Macron si trova davanti l’opposizione del Ppe e della Germania, che è il gruppo predominante nei popolari e che avrebbe la possibilità, con Weber, di ottenere la guida tedesca della Commissione (cosa che non avviene dagli anni Sessanta con Walter Hallstein, della Germania dell’ovest). C’è soprattutto un po’ di insofferenza di Macron nei confronti di Angela Merkel, che ha adottato il suo solito approccio prudente: il partito della cancelliera tedesca ha perso consenso alle elezioni, la sua delfina designata, Annegret Kramp-Karrenbauer, è presa di mira dai giornali per la sua propensione alle gaffe (è circolata persino la folle idea che Merkel la voglia sostituire, ma sono pettegolezzi infondati), il partito che governa a Berlino assieme alla Merkel, l’Spd socialdemocratica, è andato molto male, è stato superato dai Verdi e potrebbe cambiare la propria leadership.
È un momento molto delicato, insomma, per la Germania e per la Merkel, che quindi formalmente continua a sostenere la linea ufficiale del Partito popolare europeo e la candidatura di Weber (pure il Ppe è in sofferenza: ha perso molti voti, ha la questione ungherese da gestire e Viktor Orbán ha stravinto alle elezioni). Ma molti a Bruxelles sono convinti che, a parte i titoli roboanti sullo scontro franco-tedesco, la Merkel non si impunterà poi troppo su Weber: lei non è mai stata del tutto favorevole al processo dello Spitzenkandidat, e ama molto la Vestager.

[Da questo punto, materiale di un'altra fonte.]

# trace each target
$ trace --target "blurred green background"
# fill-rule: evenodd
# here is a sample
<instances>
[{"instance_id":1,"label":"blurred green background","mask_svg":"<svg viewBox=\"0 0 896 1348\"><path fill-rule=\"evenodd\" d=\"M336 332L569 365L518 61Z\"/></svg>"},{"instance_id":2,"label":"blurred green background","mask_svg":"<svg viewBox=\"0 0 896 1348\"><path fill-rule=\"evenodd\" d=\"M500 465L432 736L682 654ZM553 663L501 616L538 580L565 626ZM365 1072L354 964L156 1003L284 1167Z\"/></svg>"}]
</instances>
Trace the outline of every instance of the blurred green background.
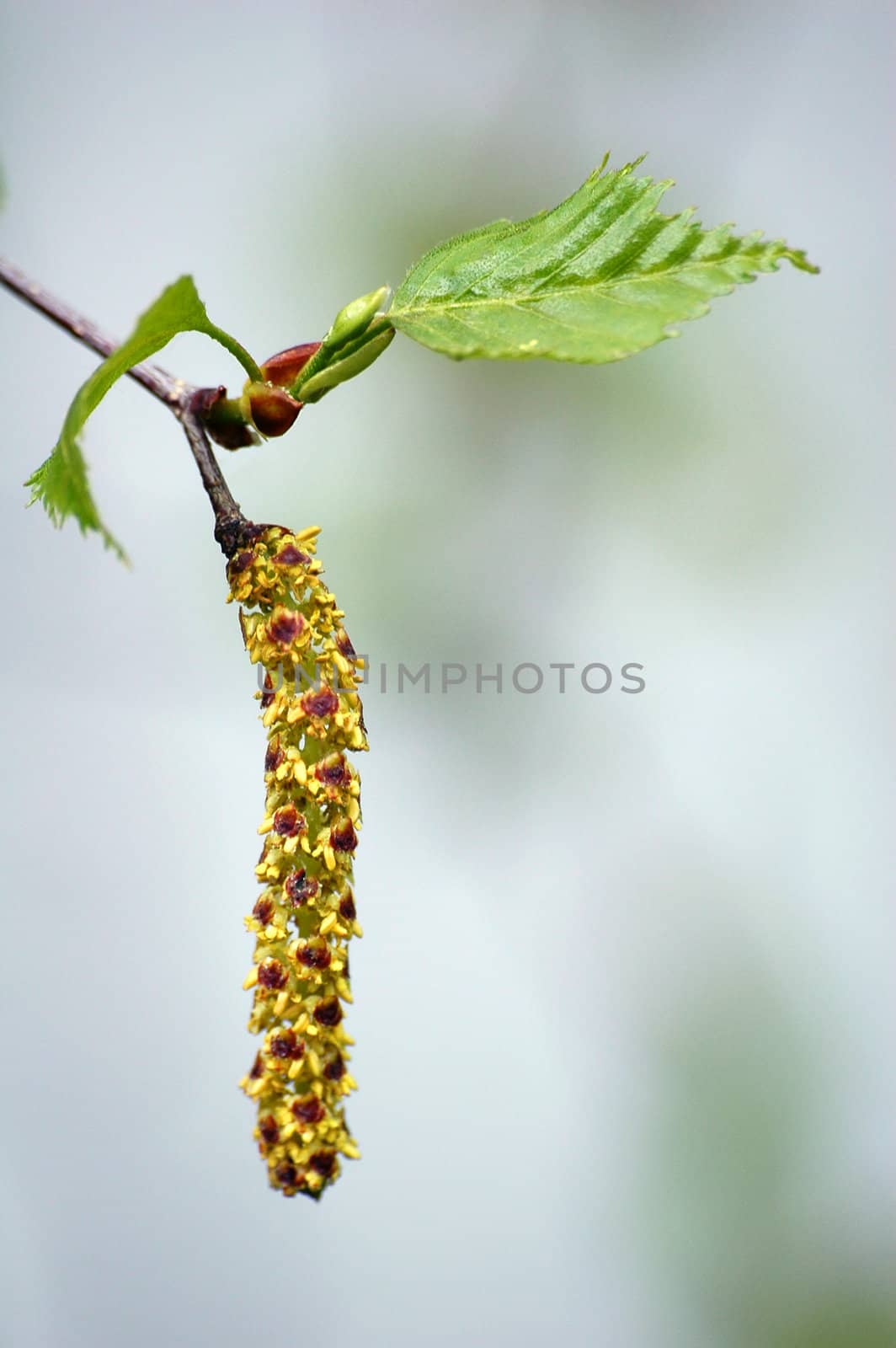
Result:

Se il conflitto tra la Merkel e Macron è esagerato dai media, non saranno settimane facili per gli architetti della nuova Europa. Ci sono molti criteri da tenere presente nella selezione delle nomine e, soprattutto, ci sono grandi instabilità. In Austria c’è un governo di transizione perché il Parlamento di Vienna ha sfiduciato il premier, Sebastian Kurz, che pure è andato molto bene nelle urne alle europee (si voterà a settembre), dopo lo scandalo che ha coinvolto l’ex partner di coalizione, l’estrema destra dell’Fpö. In Grecia si andrà a votare il 7 luglio: il premier di sinistra, Alexis Tsipras, ha indetto le elezioni anticipate dopo aver perso di quasi dieci punti percentuali la sfida con il partito conservatore Nuova Democrazia.
Nel Regno Unito inizia a breve la contesa dentro al partito di governo, i Tory, per sostituire la premier dimissionaria Theresa May: si andrà avanti fino alla seconda metà di luglio. Il Belgio potrebbe restare senza governo ancora per molto tempo, la Danimarca è al voto in questi giorni e potrebbe realizzarsi un’alternanza politica, in Romania molti esponenti del partito socialista al governo, ma battuto alle europee, sono andati in prigione.
Così, per quanto paradossale possa suonare, visto che da mesi ci viene raccontato l’esatto contrario, l’Unione europea appare oggi ben più stabile di molti suoi Stati membri.